US ground station startup RBC Signals has raised US$1.5m in its seed round to develop a LEO-focused system that leverages existing networks.
Investors in the Seattle-based company include Baidu Ventures, Bee Partners, Comet Labs, GGV Capital, MxSpace, Social Capital and other unnamed organisations, cofounder and CEO Christopher Richins (pictured) said.
Baidu is based in China, MxSpace is in Mexico and others are in Singapore and the Middle East, as well as the US. RBC, which did not have advisers, closed the round last month.
The company, which has more than 30 antennas in over 20 locations worldwide, will use the funding to expand its network of ground stations and to conduct demonstrations of its data-delivery services. It currently has stations in North America, the Caribbean, Europe, Africa and Asia, operating in the UHF, S, X and Ka-bands.
RBC is generating revenue after winning its first customer in September, Richins said, but he declined to reveal the figure.
Driven by data-consumption trends requiring higher bandwidth, higher resolution and on-demand immediacy, RBC leverages the infrastructure and excess capacity of existing ground stations to provide real-time data delivery and data-processing capabilities, with a focus on providing low latency services to the emerging class of commercial satellite operators.
“We are the first and only provider in our sector using a shared economy model to leverage existing ground station infrastructure to deliver and process real-time data,” Richins said.
Customers use RBC’s platform to schedule support passes on its network of ground stations.
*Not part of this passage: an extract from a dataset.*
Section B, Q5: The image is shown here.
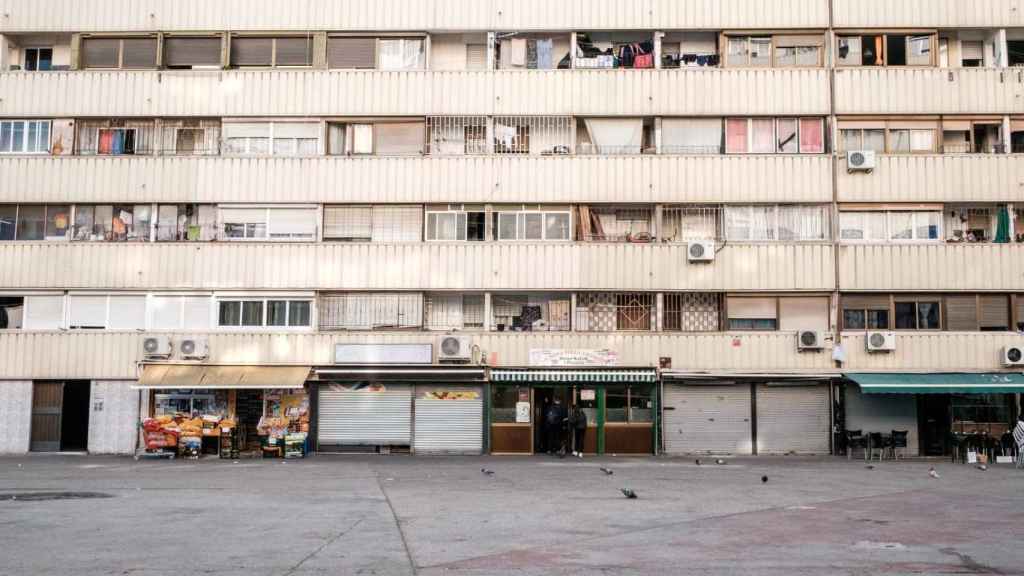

If an antenna is available, the pass is scheduled. Data is delivered to the customer via the RBC platform in the cloud.
Competitors include incumbent ground data providers, such as Norway’s Kongsberg Satellite Services (KSAT) and Swedish Space Corp, Richins said.
In June Italian startup Leaf Space raised €1m (US$1.1m) to commercialise the first six of 20 planned ground stations that will be dedicated to serving small satellites.
Richins said he founded the business with Chief Strategy Officer Olga Gershenzon because they saw that a segment of the industry was not being served. The excess capacity available at ground stations could be used to lower the cost of data delivery between LEO and Earth.
Looking ahead, RBC could launch a series A funding round in 2018, Richins said, but it is too early to name a fundraising target.
Richins has worked for companies in commercial space that include Sea Launch, SpaceX (as an intern) and Planetary Resources. Gershenzon co-founded SCANEX, a Russian company in the satellite remote-sensing market. Rani Hellerman is vice president of international business.